Cinegrafista Santiago Andrade foi morto, após ser ferido com um rojão na cabeça durante a cobertura de um protesto no Centro do Rio em fevereiro de 2019
Cinegrafista Santiago Andrade foi morto, após ser ferido com um rojão na cabeça durante a cobertura de um protesto no Centro do Rio em fevereiro de 2019 -
Rio - O julgamento dos dois acusados pela morte do repórter cinematográfico da Band Santiago Andrade em fevereiro de 2014 foi adiado. O tribunal do júri estava marcado para a próxima quinta-feira, 25/7, mas a defesa do réu Caio Silva de Souza conseguiu um habeas corpus, que suspende o julgamento. A decisão foi divulgada na noite desta terça-feira pelo Tribunal de Justiça do Rio.

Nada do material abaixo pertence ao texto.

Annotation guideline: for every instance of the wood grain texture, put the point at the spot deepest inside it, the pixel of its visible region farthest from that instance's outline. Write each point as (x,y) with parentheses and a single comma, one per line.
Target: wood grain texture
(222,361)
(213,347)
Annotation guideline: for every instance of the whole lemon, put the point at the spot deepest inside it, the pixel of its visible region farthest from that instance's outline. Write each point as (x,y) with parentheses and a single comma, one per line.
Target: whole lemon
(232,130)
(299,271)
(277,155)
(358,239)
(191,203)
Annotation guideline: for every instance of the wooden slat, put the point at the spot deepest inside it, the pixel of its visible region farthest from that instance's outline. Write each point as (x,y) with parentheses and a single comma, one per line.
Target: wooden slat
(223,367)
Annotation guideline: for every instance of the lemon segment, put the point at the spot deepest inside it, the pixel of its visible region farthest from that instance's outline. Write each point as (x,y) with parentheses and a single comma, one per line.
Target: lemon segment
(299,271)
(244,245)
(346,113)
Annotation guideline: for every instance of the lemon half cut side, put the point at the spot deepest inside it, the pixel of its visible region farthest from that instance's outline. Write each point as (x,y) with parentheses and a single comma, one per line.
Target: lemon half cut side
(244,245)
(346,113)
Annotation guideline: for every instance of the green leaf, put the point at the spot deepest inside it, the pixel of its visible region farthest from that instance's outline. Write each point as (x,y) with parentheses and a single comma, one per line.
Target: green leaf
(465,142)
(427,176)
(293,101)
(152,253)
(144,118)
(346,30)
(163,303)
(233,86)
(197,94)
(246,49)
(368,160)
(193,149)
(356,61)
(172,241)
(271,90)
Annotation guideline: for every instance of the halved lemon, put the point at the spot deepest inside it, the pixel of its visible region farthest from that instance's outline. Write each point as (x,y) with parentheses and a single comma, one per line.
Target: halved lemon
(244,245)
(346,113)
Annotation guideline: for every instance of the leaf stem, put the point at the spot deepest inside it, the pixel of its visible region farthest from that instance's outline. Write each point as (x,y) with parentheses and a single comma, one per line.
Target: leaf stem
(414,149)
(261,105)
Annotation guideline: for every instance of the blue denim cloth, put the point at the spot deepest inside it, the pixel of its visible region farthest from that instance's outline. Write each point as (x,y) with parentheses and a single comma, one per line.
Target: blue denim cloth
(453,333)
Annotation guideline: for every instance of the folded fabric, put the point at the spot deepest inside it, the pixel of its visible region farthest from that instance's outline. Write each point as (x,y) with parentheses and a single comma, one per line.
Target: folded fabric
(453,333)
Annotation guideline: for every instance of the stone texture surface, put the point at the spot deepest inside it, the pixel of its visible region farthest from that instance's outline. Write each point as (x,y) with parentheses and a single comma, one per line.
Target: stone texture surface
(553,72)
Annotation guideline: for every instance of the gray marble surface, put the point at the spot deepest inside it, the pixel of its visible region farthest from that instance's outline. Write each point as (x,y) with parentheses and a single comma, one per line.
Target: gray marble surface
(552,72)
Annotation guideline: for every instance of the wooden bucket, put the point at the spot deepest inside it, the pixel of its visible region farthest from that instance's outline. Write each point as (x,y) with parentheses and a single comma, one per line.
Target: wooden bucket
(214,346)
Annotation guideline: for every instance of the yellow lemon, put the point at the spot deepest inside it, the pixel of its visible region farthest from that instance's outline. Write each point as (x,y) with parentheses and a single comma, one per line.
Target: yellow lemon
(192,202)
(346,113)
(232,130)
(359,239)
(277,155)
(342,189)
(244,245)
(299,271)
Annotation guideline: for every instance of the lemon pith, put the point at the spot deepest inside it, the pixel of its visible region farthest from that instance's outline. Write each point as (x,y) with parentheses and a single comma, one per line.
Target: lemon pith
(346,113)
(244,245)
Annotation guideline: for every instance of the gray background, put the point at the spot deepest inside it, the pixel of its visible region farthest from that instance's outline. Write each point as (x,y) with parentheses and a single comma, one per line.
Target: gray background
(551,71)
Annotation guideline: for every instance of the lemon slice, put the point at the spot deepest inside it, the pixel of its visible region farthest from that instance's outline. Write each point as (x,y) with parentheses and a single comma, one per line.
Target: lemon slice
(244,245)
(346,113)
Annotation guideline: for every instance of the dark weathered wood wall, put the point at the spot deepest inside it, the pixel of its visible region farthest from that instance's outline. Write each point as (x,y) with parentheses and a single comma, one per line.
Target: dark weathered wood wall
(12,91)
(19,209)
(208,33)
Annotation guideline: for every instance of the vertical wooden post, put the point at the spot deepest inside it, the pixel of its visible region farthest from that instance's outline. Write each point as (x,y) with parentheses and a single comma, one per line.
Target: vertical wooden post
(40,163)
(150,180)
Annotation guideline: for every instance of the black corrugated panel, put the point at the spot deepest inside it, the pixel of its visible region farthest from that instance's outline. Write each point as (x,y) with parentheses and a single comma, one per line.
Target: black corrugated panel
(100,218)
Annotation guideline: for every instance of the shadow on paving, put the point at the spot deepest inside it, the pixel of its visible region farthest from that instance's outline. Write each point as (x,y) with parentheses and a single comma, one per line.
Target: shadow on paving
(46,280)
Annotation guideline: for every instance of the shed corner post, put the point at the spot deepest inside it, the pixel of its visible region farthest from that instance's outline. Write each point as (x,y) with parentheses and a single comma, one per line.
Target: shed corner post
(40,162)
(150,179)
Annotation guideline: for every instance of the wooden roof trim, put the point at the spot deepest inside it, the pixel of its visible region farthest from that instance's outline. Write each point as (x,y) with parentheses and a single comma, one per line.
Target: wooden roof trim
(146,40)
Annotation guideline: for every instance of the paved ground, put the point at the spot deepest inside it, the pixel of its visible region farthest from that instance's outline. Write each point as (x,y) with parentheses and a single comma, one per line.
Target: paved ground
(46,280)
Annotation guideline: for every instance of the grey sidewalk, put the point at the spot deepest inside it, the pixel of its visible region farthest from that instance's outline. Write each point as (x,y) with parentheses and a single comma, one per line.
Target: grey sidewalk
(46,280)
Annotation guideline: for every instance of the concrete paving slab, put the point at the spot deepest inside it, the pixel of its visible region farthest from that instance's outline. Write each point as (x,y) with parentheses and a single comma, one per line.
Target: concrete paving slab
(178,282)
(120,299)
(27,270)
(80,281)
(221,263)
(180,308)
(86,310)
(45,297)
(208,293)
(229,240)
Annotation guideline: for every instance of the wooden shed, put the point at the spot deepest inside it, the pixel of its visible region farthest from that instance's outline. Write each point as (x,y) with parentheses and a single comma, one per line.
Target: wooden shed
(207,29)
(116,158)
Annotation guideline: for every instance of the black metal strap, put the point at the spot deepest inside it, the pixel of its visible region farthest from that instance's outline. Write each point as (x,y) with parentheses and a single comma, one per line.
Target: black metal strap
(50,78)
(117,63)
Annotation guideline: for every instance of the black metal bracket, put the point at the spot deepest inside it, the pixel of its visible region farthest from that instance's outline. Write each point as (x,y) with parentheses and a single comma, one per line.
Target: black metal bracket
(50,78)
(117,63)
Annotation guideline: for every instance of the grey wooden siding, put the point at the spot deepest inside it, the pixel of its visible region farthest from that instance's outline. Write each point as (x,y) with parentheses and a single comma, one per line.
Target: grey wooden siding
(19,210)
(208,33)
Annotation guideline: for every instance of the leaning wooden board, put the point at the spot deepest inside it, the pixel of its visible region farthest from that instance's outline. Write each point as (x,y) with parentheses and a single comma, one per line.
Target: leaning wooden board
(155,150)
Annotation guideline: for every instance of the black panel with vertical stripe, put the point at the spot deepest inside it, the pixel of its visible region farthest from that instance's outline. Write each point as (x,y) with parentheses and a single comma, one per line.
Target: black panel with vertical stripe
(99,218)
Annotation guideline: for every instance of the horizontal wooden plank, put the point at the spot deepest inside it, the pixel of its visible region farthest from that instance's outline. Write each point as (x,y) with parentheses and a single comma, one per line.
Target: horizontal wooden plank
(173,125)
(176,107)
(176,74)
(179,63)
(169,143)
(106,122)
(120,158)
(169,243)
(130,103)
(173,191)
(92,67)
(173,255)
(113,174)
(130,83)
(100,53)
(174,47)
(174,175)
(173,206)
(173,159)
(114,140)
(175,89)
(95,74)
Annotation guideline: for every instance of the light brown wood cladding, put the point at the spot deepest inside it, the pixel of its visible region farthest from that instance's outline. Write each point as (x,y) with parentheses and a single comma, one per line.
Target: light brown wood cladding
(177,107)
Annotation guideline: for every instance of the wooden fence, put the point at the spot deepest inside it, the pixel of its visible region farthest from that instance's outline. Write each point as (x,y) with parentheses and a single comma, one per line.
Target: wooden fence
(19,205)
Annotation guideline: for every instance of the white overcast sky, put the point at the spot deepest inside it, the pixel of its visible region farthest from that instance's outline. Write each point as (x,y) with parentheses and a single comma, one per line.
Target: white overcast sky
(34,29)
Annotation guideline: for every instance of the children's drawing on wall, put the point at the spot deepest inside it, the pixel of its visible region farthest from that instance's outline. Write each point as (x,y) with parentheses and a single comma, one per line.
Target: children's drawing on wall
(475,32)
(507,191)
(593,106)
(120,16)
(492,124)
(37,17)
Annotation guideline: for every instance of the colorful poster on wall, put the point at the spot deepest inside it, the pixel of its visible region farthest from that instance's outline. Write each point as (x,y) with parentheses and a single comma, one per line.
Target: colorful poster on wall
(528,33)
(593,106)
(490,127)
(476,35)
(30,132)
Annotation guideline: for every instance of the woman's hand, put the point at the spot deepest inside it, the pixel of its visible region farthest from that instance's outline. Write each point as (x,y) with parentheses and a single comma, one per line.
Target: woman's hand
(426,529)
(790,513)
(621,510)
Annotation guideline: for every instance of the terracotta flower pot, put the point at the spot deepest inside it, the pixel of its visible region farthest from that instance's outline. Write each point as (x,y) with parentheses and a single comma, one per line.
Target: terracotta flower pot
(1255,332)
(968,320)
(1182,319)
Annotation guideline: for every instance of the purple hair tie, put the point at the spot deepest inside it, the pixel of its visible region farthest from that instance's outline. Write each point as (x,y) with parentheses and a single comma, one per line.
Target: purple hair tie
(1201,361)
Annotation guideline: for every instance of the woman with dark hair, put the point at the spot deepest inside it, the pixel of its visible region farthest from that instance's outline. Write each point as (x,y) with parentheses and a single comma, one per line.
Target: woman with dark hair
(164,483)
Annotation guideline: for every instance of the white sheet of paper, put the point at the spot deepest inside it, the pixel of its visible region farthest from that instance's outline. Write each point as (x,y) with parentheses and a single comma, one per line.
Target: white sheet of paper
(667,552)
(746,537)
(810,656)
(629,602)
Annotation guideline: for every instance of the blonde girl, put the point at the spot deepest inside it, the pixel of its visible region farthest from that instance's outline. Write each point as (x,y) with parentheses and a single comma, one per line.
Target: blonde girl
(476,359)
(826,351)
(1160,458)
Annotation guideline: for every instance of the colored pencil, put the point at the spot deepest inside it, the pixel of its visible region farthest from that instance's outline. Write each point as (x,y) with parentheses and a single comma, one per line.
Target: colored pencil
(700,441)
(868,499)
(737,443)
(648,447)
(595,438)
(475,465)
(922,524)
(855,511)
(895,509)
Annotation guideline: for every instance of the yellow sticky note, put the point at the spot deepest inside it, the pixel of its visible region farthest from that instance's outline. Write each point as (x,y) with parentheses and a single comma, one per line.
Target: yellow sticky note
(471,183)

Caio e Fábio Raposo Barbosa respondem pelos crimes de homicídio doloso qualificado e explosão cometidos contra o repórter. Os dois são acusados de acenderam o explosivo que causou a morte de Santiago durante um protesto. O repórter sofreu fratura do crânio, hemorragia intracraniana e laceração encefálica em Santiago. A vítima morreu quatro dias depois do ferimento. 

Com a decisão, dada em segunda instância, o júri popular de Caio Silva e Fábio Raposo Barbosa fica suspenso até que o mérito do habeas corpus seja julgado. O relator é o desembargador Gilmar Augusto Teixeira, da 8ª Câmara Criminal do Tribunal de Justiça do Rio (TJRJ).